「ゆづりは」のように暮らす トップへ戻る


福島県と山形県の境界に位置する旧耶麻郡熱塩加納村(現喜多方市)の北に黒岩地区はある。福島県の地図帳で「黒岩」の名前をかろうじて見つけることはできるが、辿り着くための道らしき線は見えない。黒岩は、昭和三十〜四十年代には約三十世帯が主として炭焼きで生計を立てて暮らしていたという地区である。今でも冬の積雪が三メートル近くに達する。人口流出が年々進み、現在は住民が八名。一人暮らしのお年寄り一名と夫婦二組の四名は全員七十〜八十代。
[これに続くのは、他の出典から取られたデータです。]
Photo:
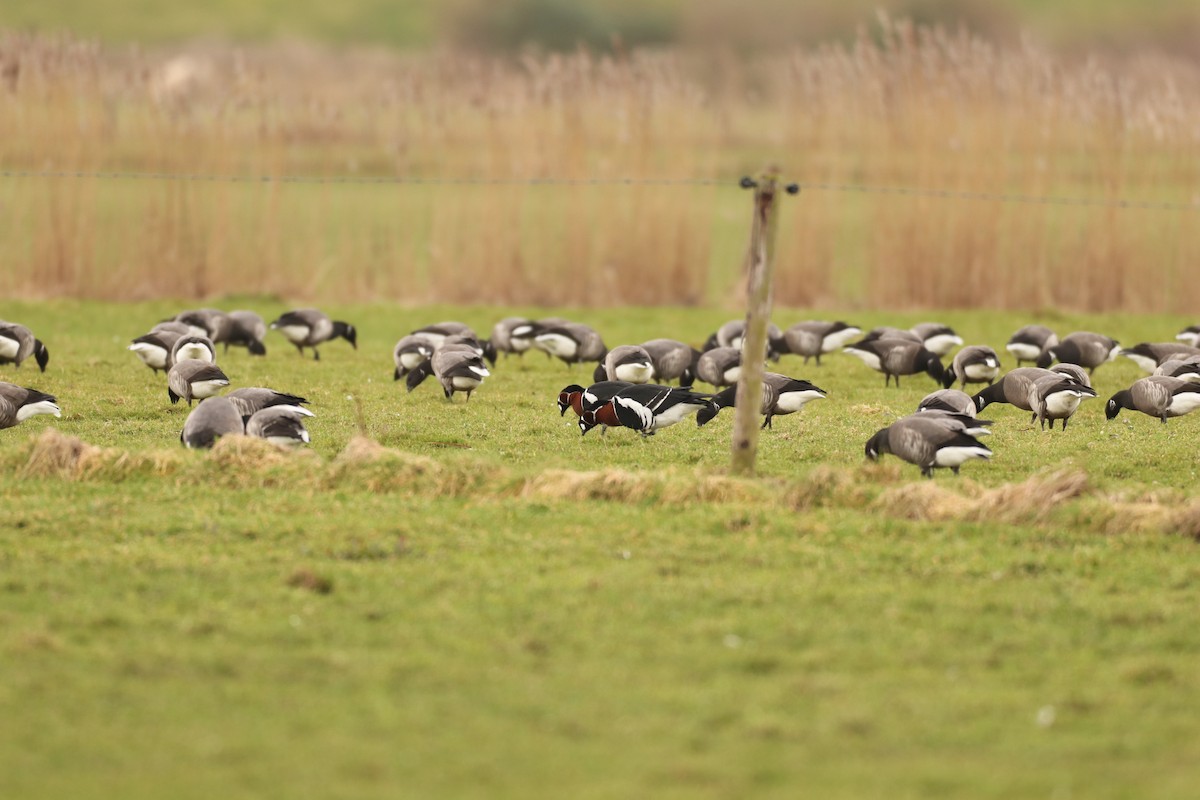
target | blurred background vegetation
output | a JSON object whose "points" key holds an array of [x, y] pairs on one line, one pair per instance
{"points": [[1122, 25]]}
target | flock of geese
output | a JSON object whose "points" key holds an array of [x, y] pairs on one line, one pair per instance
{"points": [[630, 382]]}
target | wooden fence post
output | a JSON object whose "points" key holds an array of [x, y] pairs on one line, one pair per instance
{"points": [[760, 264]]}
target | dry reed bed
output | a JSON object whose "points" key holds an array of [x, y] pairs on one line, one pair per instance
{"points": [[1049, 499], [901, 107]]}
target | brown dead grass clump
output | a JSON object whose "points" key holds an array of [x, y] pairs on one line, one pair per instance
{"points": [[1029, 501]]}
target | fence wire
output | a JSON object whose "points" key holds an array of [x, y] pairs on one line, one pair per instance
{"points": [[409, 180]]}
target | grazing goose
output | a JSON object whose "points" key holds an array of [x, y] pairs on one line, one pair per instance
{"points": [[210, 421], [645, 408], [310, 328], [587, 400], [1149, 355], [1189, 336], [929, 444], [203, 322], [1156, 396], [195, 380], [1013, 388], [732, 332], [199, 348], [18, 403], [720, 366], [1086, 349], [1027, 343], [1186, 368], [815, 338], [895, 358], [948, 400], [1056, 397], [673, 360], [251, 400], [154, 349], [936, 337], [409, 353], [17, 343], [628, 362], [457, 367], [780, 396], [243, 329], [973, 365], [571, 343], [280, 425], [503, 340]]}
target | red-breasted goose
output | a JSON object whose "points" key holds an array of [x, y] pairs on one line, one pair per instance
{"points": [[17, 343], [646, 408], [895, 358], [929, 444], [310, 328], [18, 403], [1156, 396], [209, 421], [814, 338], [1027, 343], [973, 365], [1085, 348], [1149, 355], [195, 380]]}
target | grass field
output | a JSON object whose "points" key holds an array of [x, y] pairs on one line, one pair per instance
{"points": [[463, 613]]}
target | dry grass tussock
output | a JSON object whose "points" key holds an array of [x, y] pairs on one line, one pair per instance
{"points": [[901, 106]]}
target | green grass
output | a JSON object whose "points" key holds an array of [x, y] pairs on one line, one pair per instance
{"points": [[443, 629]]}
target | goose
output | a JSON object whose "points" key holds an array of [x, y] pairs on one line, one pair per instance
{"points": [[929, 444], [503, 340], [310, 328], [948, 400], [587, 400], [199, 348], [1013, 389], [1085, 348], [241, 329], [210, 421], [628, 362], [18, 403], [936, 337], [571, 343], [193, 379], [409, 353], [1156, 396], [973, 365], [1189, 336], [280, 425], [780, 395], [1186, 368], [457, 367], [646, 408], [154, 348], [814, 338], [733, 331], [673, 360], [895, 358], [251, 400], [17, 343], [720, 366], [1027, 343], [1149, 355], [1056, 397], [203, 322]]}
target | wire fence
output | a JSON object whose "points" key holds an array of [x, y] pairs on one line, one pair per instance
{"points": [[409, 180]]}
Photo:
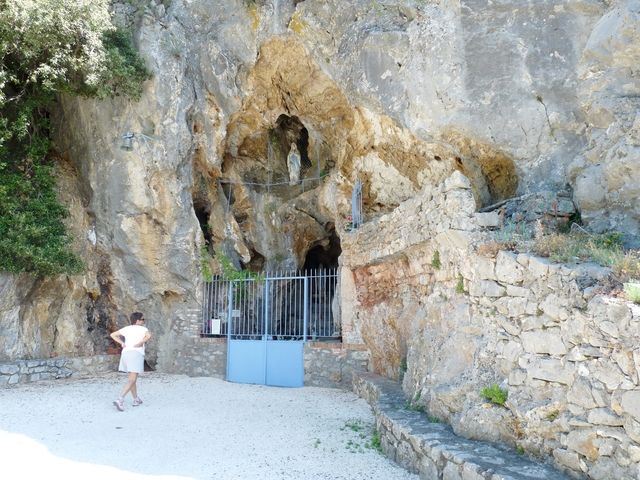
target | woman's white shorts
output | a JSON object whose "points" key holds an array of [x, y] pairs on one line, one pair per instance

そして都会から移住してきた私達が暮らしている。
平成四年に低農薬有機米の生産に取り組んでいた農家の小林芳正さんとの出会いがきっかけで黒岩地区を知り「黒岩にすっかりハマってしまった」。翌年の平成五年には意気投合した二人の芸術家との共同生活がスタートした。
「ゆづりは」は木に思うと書く。 「ゆづりは」はユズリハ科の常緑高木。艶のある長楕円形の葉で初夏には黄緑色の小さな花をつける。新葉が出てから古い葉が落ちるので、新旧相ゆずるという縁起を祝って新年の飾りものに使われることもある。工房の名前をゆづりはとしたのは「黒岩だったから」。 数百年も受け継がれてきた黒岩集落から生活の知恵を学び、次世代に伝えていく文化継承の形は芸術の分野にも通じているようだ。
「ゆづりはのように、自然の摂理の中で惜しみなく押しつけることなく今を伝え、新しい世代へ繋げていく活動を続けていきたいと思っている。」
四季を体感し、自然の中で生かされていることを実感し、無心で制作に夢中になる暮らしがここにある。